The project began 18 months ago after years of playing Factorio, recognising its potential as an AI research testbed. A few months ago, our team (myself, Akbir, and Mart) came together to create a benchmark that tests agent capabilities in spatial reasoning and long-term planning.
Two technical innovations drove this project forward: First, we discovered that piping Lua into the Factorio console over TCP enables running (almost) arbitrary code without directly modding the game. Second, we developed a first-class Python API that wraps these Lua programs to provide a clean, type-hinted interface for AI agents to interact with Factorio through familiar programming paradigms.
Agents interact with FLE through a REPL pattern: 1. They observe the world (seeing the output of their last action) 2. Generate Python code to perform their next action 3. Receive detailed feedback (including exceptions and stdout)
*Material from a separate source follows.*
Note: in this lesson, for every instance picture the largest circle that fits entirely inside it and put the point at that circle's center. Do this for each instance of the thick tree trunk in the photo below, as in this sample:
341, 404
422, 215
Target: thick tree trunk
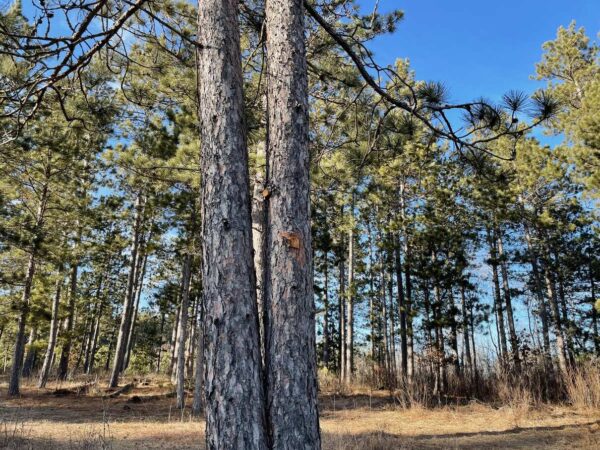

We provide two main evaluation settings: - Lab-play: 24 structured tasks with fixed resources - Open-play: An unbounded task of building the largest possible factory on a procedurally generated map
We found that while LLMs show promising short-horizon skills, they struggle with spatial reasoning in constrained environments. They can discover basic automation strategies (like electric-powered drilling) but fail to achieve more complex automation (like electronic circuit manufacturing). Claude Sonnet 3.5 is currently the best model (by a significant margin).
The code is available at https://github.com/JackHopkins/factorio-learning-environment.
You'll need: - Factorio (version 1.1.110) - Docker - Python 3.10+
The README contains detailed installation instructions and examples of how to run evaluations with different LLM agents.
We would love to hear your thoughts and see what others can do with this framework!